My friend's birthday

It was my friend's birthday yesterday. I haven't seen her in years but I remember June 15th is her birthday. I met my friend in Korea; she was a local university student and my co-teacher. Though we were limited in our language communication, she became someone I felt completely at ease with, and I consider her one of my closest friends.

Other foreigners had mentioned experiences of feeling left out of Korean culture, that they weren't a true part of their schools or communities.

I was lucky, my friend opened her entire world to me.

Being away from home during the holidays is a difficult time for most of us. The lunar new year is possibly the most celebrated day in Asia, and during this holiday, my friend invited me to her grandmother's, where their entire extended family was gathered. Nobody spoke English. But they welcomed me and though I barely said anything, I was enfolded into the family atmosphere. I was allowed to be part of those intimate moments that mark each family - eating meals, making kimchi, going for a seaside walk, sleeping on the floor with her cousins. There is something incredibly kind about opening up the private family life to an outsider.

We reached this comfort level not only through revealing conversations, of which we had many, but also by going through small life activities together - bus rides, ice creams, lunches, dinners, board games, language groups.

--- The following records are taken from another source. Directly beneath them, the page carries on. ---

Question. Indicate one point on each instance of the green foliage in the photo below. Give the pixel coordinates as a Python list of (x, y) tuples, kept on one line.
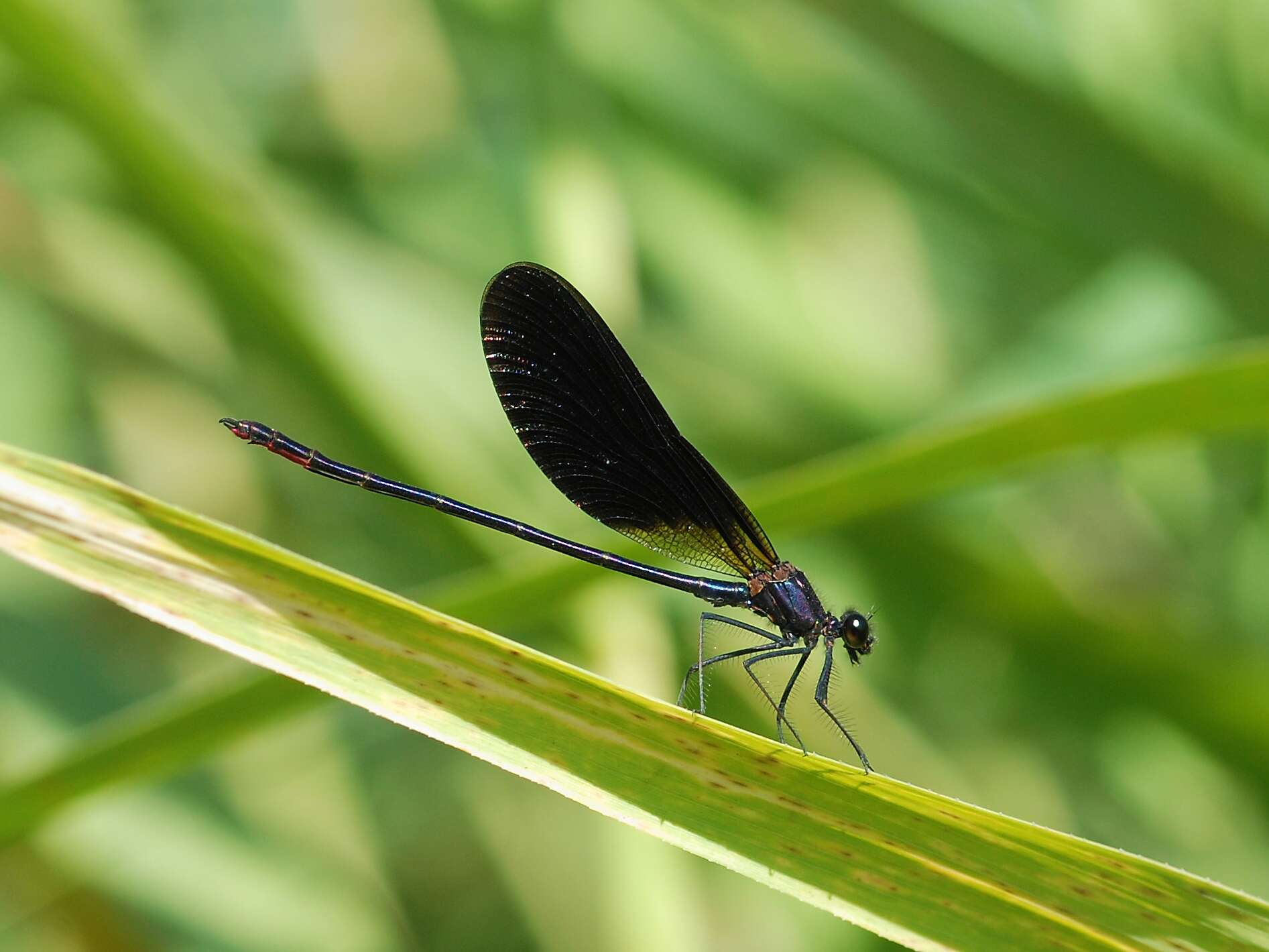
[(817, 226), (910, 865)]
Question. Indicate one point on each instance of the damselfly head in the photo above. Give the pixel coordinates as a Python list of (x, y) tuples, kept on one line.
[(857, 632)]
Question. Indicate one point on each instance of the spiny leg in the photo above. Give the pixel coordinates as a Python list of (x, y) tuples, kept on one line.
[(702, 663), (784, 697), (821, 699), (780, 716), (697, 668)]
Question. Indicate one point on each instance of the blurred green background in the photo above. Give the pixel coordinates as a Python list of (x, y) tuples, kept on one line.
[(811, 225)]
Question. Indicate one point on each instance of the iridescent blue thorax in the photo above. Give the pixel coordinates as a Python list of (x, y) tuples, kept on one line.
[(784, 597)]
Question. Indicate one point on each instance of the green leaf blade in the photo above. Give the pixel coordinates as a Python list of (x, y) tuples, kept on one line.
[(909, 865)]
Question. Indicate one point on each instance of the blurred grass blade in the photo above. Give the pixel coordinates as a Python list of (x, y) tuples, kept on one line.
[(909, 865), (1223, 394), (156, 737), (1069, 160), (203, 200), (1226, 392)]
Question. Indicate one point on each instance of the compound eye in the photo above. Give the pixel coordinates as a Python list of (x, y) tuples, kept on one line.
[(855, 632)]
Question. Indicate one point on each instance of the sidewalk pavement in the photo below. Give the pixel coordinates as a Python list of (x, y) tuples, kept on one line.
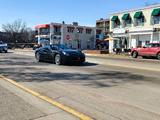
[(16, 104)]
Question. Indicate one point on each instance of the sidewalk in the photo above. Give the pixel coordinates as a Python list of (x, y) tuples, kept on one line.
[(16, 104)]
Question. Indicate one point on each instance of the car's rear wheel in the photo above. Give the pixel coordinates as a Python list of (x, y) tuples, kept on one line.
[(135, 54), (158, 56), (57, 59), (37, 56)]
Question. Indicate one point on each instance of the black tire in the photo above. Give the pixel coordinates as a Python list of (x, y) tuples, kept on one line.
[(57, 59), (37, 56), (158, 56), (135, 54)]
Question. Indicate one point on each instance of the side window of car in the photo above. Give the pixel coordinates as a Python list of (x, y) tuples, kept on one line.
[(46, 49)]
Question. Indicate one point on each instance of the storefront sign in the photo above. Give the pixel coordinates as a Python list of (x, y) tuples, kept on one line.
[(68, 37)]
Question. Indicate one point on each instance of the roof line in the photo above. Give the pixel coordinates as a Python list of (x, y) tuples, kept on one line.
[(138, 9)]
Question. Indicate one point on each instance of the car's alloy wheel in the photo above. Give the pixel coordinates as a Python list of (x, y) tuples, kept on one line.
[(57, 59), (37, 55), (135, 54), (158, 56)]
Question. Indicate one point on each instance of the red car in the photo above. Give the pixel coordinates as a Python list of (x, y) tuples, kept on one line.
[(151, 49)]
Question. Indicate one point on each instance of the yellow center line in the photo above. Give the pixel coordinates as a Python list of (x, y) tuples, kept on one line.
[(49, 100)]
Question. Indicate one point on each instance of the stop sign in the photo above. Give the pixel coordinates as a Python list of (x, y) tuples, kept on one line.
[(68, 37)]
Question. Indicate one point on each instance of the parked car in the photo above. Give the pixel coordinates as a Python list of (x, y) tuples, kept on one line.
[(3, 47), (59, 54), (151, 49)]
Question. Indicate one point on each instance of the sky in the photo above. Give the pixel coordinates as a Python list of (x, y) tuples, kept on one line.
[(85, 12)]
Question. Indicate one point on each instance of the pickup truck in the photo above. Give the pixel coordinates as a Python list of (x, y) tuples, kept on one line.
[(149, 50), (3, 47)]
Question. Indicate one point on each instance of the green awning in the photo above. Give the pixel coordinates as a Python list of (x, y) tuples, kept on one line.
[(114, 18), (138, 14), (125, 16), (156, 12)]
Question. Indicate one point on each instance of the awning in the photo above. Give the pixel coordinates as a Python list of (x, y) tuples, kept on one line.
[(114, 18), (138, 14), (156, 12), (125, 16)]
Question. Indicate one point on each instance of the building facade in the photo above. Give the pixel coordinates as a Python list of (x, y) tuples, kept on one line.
[(102, 33), (135, 28), (72, 35)]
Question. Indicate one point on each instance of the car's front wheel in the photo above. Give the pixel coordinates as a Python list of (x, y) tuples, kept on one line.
[(57, 59), (37, 56), (158, 56)]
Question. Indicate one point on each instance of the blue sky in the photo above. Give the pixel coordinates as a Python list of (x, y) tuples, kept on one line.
[(86, 12)]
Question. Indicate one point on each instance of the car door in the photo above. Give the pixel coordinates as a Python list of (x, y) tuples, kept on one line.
[(55, 50), (145, 51), (46, 53), (154, 49)]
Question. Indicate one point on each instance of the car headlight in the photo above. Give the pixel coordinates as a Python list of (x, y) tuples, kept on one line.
[(65, 53)]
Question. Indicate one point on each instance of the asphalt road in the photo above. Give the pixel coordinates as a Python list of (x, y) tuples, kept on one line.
[(98, 88)]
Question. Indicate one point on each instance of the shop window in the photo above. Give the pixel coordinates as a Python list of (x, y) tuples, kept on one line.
[(147, 42), (139, 43), (139, 21), (88, 31), (70, 29), (156, 19)]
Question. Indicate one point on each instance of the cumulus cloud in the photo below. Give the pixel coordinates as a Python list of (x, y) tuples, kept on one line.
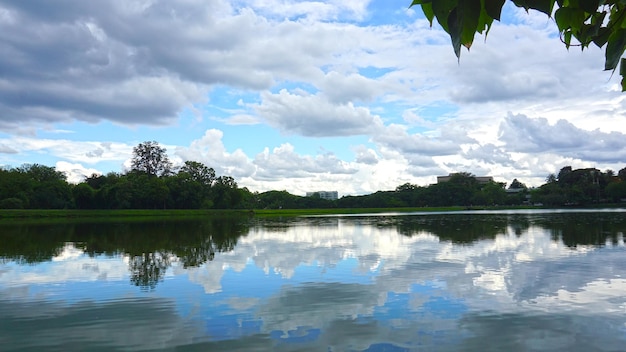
[(210, 150), (534, 135), (283, 163), (365, 155), (75, 173), (312, 115), (397, 137), (490, 154)]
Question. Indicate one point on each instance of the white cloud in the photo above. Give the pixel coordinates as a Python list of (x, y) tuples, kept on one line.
[(314, 116)]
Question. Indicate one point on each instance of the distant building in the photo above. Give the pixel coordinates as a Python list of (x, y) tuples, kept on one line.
[(330, 195), (480, 179)]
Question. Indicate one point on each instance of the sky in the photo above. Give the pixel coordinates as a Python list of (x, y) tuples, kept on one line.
[(302, 96)]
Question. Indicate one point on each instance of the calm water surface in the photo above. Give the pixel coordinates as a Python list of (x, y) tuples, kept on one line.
[(509, 281)]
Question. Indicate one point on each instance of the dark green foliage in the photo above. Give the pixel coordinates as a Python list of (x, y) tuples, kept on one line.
[(587, 21), (11, 203), (151, 158)]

In recent years, it seems like we are perpetually catching up with friends, we see each other sporadically and infrequently. When we do meet up, we can feel compelled to fully fill the whole time, to squeeze the most out of the escaping time with this person. We forget what it's like to sometimes just be, to talk about mundane things, to spontaneously visit each other and lounge around, to have moments of nothing, with no aim, other than to be in each others' presence.